WORD Server-group name
tacacs+ Use list of all Tacacs+ hosts.

SW1(config)#aaa accounting commands 1 default start-stop group tacacs+ ?
group Use Server-group
<cr>

SW1(config)#aaa accounting commands 1 default start-stop group tacacs+
SW1(config)#

Going through some of the wtf’s of this command output, the enable level is similar to the “privilege” level you assign to users in the local database, either 1 or 15 are common.

The start-stop command will Account for everything done from the time a user Successfully Authenticates / Authorizes (start) or fails those (stop)

So ultimately this command is saying anyone on the TACACS+ Server is being Accounted by AAA somewhere (I’m not sure where the Accounting info goes at the moment).

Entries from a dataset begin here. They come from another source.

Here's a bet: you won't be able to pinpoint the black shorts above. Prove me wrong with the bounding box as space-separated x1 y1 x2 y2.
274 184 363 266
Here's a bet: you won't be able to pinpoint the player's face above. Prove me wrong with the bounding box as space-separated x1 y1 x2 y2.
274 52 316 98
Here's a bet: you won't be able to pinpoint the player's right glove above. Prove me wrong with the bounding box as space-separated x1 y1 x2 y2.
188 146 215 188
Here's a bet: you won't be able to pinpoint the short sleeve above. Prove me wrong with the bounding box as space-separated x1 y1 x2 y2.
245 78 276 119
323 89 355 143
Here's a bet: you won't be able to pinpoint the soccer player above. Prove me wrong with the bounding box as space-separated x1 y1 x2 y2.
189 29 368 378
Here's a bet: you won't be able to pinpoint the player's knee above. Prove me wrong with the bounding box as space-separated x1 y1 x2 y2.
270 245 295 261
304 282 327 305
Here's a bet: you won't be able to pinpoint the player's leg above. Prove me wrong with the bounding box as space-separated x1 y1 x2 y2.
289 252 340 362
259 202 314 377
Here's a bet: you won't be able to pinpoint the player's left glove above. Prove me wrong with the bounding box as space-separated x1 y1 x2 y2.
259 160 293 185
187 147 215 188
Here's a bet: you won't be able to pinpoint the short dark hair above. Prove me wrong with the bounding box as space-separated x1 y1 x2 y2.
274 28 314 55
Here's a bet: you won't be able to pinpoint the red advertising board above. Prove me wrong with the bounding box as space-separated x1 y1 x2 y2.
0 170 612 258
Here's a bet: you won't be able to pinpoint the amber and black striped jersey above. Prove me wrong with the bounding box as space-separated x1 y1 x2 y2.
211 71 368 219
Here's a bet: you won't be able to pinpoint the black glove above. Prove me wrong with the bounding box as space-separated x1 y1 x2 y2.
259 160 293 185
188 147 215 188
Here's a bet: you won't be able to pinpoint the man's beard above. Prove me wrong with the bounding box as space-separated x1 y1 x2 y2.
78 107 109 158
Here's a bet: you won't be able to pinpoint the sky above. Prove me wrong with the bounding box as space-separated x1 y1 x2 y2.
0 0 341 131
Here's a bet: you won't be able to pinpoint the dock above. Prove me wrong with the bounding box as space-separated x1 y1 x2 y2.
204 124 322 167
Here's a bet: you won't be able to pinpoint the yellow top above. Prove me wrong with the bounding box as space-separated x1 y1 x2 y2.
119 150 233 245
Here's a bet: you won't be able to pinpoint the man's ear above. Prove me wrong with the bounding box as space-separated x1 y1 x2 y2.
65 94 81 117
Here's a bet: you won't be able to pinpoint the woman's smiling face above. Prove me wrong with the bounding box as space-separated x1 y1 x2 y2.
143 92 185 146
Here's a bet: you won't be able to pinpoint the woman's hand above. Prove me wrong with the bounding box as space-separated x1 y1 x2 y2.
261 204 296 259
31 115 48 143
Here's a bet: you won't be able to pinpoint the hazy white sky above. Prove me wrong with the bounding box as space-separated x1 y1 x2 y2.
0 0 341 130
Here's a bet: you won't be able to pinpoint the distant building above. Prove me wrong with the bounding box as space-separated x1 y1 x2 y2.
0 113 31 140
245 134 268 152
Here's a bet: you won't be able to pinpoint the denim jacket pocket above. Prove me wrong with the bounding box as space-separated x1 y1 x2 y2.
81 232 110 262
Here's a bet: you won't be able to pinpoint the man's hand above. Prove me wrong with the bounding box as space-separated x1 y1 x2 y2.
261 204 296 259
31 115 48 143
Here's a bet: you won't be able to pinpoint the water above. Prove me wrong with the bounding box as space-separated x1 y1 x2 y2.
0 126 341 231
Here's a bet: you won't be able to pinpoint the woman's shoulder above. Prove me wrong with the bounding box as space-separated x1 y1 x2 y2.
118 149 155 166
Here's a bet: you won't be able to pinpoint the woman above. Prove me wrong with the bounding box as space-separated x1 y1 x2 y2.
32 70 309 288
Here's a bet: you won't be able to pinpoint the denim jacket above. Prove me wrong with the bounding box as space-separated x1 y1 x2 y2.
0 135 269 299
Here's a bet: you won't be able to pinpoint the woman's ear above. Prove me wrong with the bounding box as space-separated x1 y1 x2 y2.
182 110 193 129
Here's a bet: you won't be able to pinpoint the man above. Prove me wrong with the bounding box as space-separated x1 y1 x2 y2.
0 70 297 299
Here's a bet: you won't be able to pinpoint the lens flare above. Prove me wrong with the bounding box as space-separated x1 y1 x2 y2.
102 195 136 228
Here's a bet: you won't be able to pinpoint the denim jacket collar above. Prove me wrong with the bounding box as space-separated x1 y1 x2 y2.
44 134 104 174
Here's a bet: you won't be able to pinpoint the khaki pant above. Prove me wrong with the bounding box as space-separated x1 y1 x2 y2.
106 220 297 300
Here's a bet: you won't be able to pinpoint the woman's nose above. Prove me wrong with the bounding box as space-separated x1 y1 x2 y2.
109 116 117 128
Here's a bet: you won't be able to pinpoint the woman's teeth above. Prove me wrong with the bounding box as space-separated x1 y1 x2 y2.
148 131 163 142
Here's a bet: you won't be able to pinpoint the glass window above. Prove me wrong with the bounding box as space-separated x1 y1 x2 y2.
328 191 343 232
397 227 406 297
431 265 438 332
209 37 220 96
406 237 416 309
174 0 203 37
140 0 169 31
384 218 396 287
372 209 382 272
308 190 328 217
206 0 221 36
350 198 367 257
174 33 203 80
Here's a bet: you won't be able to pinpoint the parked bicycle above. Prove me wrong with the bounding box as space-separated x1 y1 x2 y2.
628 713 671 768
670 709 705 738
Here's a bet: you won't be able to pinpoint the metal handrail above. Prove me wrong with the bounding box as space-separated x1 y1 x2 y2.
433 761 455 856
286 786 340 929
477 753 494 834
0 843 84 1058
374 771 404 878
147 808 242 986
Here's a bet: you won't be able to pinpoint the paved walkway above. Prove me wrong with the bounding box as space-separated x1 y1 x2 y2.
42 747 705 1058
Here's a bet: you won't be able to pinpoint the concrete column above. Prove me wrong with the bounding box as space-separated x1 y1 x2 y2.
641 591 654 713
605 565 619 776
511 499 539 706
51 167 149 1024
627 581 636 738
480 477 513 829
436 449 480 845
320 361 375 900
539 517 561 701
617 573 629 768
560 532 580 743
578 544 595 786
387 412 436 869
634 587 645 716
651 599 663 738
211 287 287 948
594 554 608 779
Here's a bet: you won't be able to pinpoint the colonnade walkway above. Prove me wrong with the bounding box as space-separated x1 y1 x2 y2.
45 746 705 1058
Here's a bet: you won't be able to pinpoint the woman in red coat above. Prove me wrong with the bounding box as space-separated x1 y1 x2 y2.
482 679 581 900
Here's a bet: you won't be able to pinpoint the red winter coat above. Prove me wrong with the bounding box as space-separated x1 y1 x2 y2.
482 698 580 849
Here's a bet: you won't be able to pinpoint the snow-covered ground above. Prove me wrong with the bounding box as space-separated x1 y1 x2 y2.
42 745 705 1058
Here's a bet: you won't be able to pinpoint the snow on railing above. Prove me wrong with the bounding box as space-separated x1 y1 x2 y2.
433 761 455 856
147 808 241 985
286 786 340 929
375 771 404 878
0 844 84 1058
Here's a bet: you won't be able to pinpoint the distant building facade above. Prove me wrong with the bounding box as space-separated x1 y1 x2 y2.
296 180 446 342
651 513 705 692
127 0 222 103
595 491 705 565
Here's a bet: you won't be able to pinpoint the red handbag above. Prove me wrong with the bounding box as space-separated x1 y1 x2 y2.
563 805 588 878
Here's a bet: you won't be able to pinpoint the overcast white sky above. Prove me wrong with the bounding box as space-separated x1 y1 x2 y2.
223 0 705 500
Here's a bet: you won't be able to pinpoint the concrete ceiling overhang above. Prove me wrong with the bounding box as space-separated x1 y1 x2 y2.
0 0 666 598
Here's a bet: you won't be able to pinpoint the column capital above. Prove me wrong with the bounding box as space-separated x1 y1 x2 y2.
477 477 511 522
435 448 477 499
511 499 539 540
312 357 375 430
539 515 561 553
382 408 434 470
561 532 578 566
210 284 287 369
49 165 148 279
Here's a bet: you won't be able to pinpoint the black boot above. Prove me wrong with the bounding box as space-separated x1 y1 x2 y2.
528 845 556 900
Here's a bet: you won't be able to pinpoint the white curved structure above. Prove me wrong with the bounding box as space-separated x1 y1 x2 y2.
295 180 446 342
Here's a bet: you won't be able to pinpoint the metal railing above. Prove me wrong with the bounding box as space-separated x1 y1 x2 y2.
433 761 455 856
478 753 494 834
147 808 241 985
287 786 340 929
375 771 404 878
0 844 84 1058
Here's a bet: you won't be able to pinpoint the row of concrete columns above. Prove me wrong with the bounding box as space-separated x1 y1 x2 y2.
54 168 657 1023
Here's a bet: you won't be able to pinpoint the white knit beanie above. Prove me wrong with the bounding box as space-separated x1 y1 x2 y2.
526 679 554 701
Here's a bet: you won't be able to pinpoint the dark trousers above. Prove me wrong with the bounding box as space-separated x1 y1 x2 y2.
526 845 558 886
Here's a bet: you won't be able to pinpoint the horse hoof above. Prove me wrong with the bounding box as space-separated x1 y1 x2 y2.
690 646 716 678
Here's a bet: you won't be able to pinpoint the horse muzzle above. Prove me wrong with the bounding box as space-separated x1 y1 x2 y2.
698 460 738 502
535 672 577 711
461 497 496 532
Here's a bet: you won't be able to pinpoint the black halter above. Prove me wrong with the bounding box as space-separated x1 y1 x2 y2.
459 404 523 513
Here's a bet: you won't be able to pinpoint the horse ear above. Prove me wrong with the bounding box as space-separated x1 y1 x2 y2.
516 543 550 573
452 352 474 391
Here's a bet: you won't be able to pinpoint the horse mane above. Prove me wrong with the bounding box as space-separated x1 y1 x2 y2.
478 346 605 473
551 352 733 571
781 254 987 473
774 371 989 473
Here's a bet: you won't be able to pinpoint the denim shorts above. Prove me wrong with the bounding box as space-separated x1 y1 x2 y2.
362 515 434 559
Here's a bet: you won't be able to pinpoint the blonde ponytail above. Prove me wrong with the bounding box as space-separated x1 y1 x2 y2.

The six different formats that you can Account in with AAA Accounting

  • Commands – Tracks exec level commands issued by user
  • Exec – Info about Exec terminal sessions to device
  • Connection – Info regarding all outbound connections made from a network Server
  • Network – Info regarding PPP, ARAP, SLIP sessions and much more!
  • Resource – Info regarding start and stop records, basically when a user passes Authentication / Authorization (starts) and when they fail (stops)
  • System – System level events

That is it for getting through all the SWITCH material once over, now to review!

That was my once over all the Material for switch, I will be updating posts to verify their information is correct, and then labbing like a bat out of hell on topics I expect to see in Simulator format on exam day.